Extrapolating from animal studies to that of the developing human infant respiratory network has its challenges; however, these studies assist in potentially explaining why 90% of SIDS deaths occur in the first six months of life (3). The peak incidence in SIDS at 2 to 4 months of age (8, 14) may constitute a period of major brainstem respiratory network development in which an infant’s abilities to respond and overcome respiratory insults are diminished. Although abnormalities in neurochemicals and their systems, such as that of the medullary 5-HT network in SIDS, are thought to originate during prenatal development (9), the effects of these abnormalities may only present after birth during the early postnatal period (14). However, exactly when changes in the expression and activity of neurotransmitters and neuromodulators occur in the developing human brain is not known at present, nor the extent to which these changes may impact on normal respiration and contribute to increased vulnerability of a SIDS infant. It is unlikely that a critical developmental period ends abruptly; rather, it is likely to taper off gradually. Therefore, identifying when neurochemical switches occur in the human infant brainstem in particular is necessary to fully understand the critical developmental period and potential abnormalities during this time frame.
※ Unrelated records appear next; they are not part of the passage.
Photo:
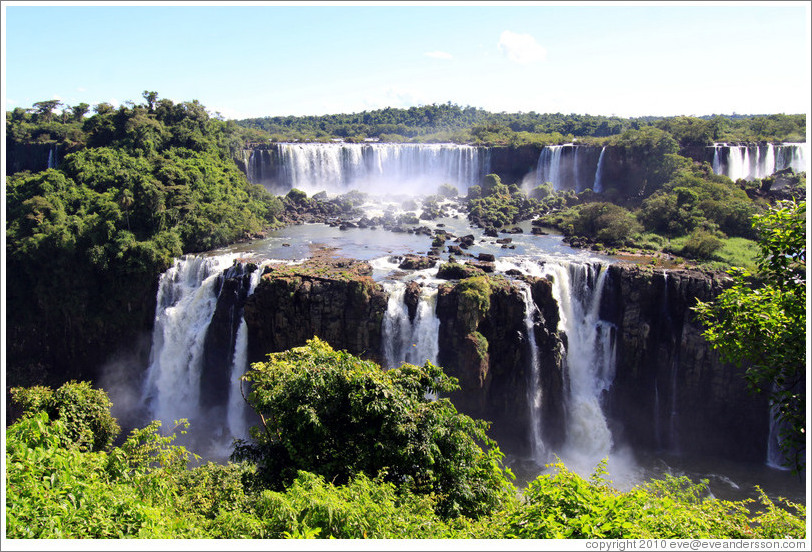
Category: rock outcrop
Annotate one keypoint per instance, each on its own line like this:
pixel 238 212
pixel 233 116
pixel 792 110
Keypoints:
pixel 334 299
pixel 671 390
pixel 483 342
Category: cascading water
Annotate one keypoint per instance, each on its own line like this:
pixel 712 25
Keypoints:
pixel 236 410
pixel 194 372
pixel 405 340
pixel 52 158
pixel 590 359
pixel 549 166
pixel 753 161
pixel 374 168
pixel 598 185
pixel 534 395
pixel 571 167
pixel 185 304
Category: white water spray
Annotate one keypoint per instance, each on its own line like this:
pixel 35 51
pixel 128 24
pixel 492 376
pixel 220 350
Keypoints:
pixel 534 394
pixel 405 340
pixel 598 185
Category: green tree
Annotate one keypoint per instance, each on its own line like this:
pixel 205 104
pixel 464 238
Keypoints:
pixel 336 415
pixel 83 411
pixel 762 322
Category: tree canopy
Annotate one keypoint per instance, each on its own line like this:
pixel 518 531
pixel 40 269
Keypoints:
pixel 761 321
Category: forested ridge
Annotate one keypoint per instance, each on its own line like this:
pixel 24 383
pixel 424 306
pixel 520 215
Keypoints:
pixel 468 125
pixel 136 187
pixel 139 185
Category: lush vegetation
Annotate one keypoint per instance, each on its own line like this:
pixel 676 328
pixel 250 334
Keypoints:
pixel 143 185
pixel 760 321
pixel 452 123
pixel 362 453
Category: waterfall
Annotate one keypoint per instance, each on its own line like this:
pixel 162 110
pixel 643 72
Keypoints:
pixel 717 159
pixel 236 411
pixel 534 396
pixel 186 301
pixel 598 185
pixel 673 435
pixel 375 168
pixel 53 156
pixel 549 166
pixel 412 341
pixel 590 359
pixel 749 162
pixel 775 456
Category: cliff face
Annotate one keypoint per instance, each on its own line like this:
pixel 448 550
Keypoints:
pixel 483 342
pixel 671 390
pixel 334 299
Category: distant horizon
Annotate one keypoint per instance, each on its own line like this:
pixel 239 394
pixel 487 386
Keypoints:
pixel 214 113
pixel 268 59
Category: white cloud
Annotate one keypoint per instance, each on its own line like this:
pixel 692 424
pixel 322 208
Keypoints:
pixel 521 48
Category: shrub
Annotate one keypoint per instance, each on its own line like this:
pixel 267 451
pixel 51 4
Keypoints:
pixel 701 244
pixel 333 414
pixel 84 412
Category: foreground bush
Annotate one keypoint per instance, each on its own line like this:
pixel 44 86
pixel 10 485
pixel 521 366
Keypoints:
pixel 336 415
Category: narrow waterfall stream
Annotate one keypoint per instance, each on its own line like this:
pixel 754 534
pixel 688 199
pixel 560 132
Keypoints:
pixel 406 340
pixel 590 360
pixel 185 305
pixel 534 392
pixel 237 409
pixel 187 299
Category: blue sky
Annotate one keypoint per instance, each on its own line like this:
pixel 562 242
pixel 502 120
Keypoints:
pixel 260 59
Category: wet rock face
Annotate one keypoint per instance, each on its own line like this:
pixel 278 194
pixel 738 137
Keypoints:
pixel 334 299
pixel 488 352
pixel 671 390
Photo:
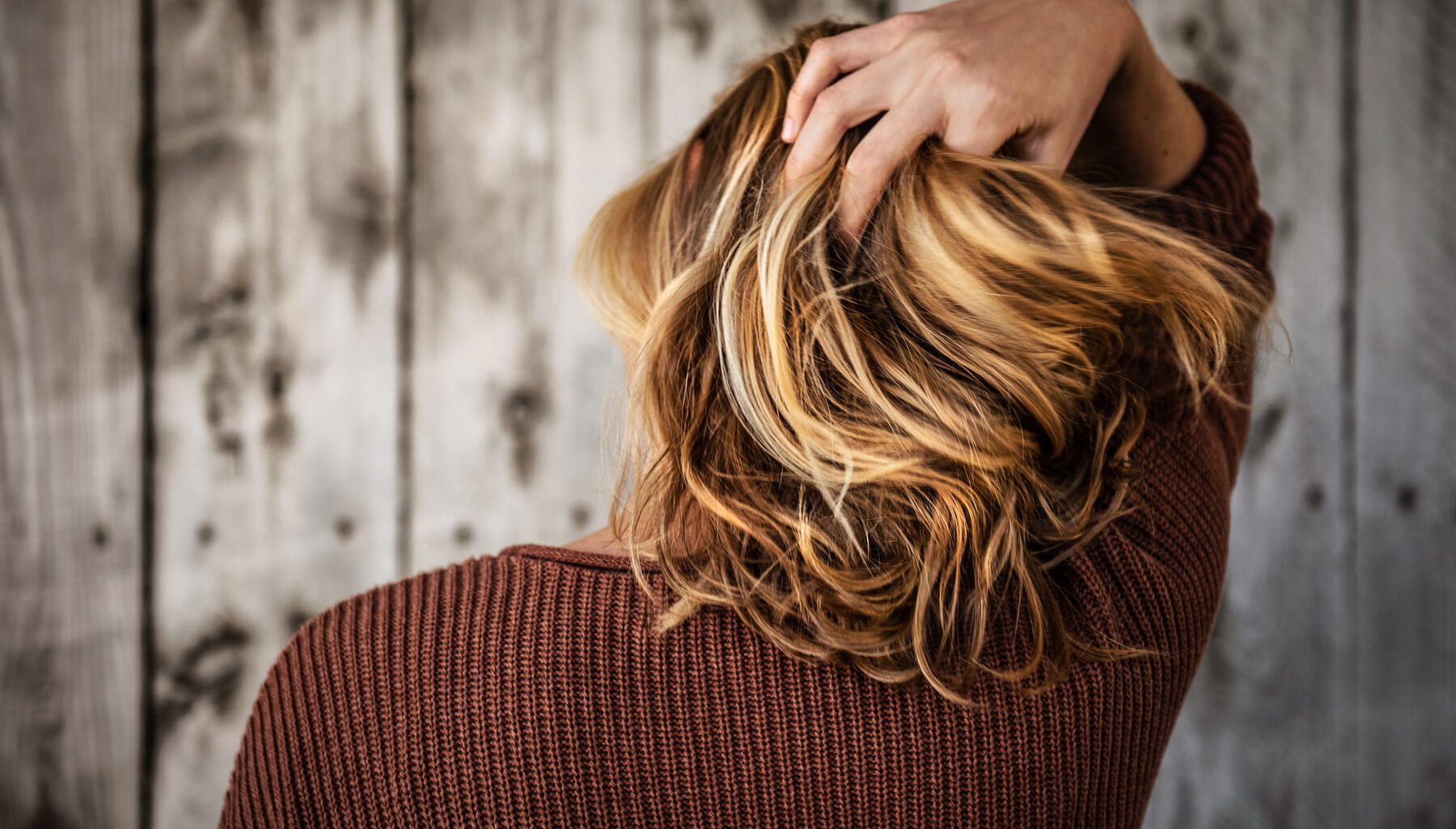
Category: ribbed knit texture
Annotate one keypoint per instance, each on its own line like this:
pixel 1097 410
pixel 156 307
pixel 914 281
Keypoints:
pixel 527 689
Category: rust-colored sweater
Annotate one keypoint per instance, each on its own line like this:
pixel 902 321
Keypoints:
pixel 527 689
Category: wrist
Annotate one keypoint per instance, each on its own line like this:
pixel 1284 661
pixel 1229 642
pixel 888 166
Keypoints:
pixel 1146 132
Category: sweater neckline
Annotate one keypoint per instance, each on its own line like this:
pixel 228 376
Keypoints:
pixel 567 556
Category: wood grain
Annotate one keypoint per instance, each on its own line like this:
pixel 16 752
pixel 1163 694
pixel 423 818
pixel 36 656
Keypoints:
pixel 484 394
pixel 70 416
pixel 700 45
pixel 1263 738
pixel 277 289
pixel 1405 412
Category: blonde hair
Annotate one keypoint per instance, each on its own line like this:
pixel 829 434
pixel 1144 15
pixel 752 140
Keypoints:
pixel 864 450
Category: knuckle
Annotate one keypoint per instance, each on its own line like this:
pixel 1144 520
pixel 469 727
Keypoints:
pixel 866 165
pixel 904 22
pixel 833 101
pixel 822 49
pixel 946 63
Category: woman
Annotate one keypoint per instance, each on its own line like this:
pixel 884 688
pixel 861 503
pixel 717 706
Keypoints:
pixel 925 514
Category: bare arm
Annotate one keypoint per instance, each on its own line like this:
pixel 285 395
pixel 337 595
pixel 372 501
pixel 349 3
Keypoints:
pixel 1146 132
pixel 1073 85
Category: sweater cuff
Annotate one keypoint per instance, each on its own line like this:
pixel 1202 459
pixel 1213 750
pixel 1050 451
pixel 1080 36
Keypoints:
pixel 1219 200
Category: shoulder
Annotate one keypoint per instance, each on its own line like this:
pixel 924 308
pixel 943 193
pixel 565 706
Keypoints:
pixel 380 688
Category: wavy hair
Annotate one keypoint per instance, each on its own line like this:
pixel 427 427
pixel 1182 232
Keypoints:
pixel 864 450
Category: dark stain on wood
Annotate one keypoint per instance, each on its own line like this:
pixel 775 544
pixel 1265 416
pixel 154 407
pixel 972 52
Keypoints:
pixel 696 21
pixel 1264 427
pixel 254 15
pixel 351 198
pixel 779 14
pixel 278 432
pixel 220 401
pixel 1215 44
pixel 580 514
pixel 210 670
pixel 47 814
pixel 526 407
pixel 1315 497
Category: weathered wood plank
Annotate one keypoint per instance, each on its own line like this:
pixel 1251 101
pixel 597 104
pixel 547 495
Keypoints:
pixel 277 280
pixel 1405 412
pixel 482 388
pixel 70 414
pixel 700 45
pixel 1264 738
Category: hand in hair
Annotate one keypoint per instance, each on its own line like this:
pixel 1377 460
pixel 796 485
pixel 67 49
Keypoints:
pixel 1066 83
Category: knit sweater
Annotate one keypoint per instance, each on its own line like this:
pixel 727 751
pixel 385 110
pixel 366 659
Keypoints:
pixel 529 688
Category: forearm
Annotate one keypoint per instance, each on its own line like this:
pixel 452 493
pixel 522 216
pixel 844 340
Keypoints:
pixel 1146 130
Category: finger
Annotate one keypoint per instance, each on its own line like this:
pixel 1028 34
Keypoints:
pixel 851 101
pixel 887 146
pixel 830 57
pixel 1052 149
pixel 977 130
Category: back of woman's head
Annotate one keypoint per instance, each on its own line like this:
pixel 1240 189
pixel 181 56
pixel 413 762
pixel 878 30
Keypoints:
pixel 868 450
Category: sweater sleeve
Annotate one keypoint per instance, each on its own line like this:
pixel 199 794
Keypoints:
pixel 1162 565
pixel 267 787
pixel 1219 200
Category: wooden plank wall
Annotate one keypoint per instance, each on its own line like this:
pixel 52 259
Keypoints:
pixel 72 665
pixel 1264 738
pixel 284 312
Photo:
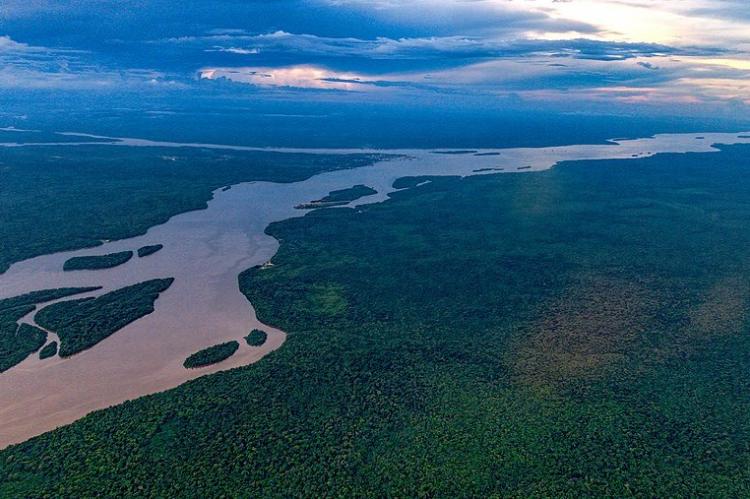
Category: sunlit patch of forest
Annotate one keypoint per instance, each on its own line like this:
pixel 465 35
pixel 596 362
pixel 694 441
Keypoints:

Neuropathological investigations have identified significant abnormalities in the development and function of homeostatic networks in the brainstems of SIDS infants. However, there is a need to broaden the scope of SIDS neuropathology research in order to investigate the interaction of multiple neurotransmitters in the brainstems of infants, in addition to further developing animal models. This will be the challenge of the future in order to prevent SIDS deaths from occurring.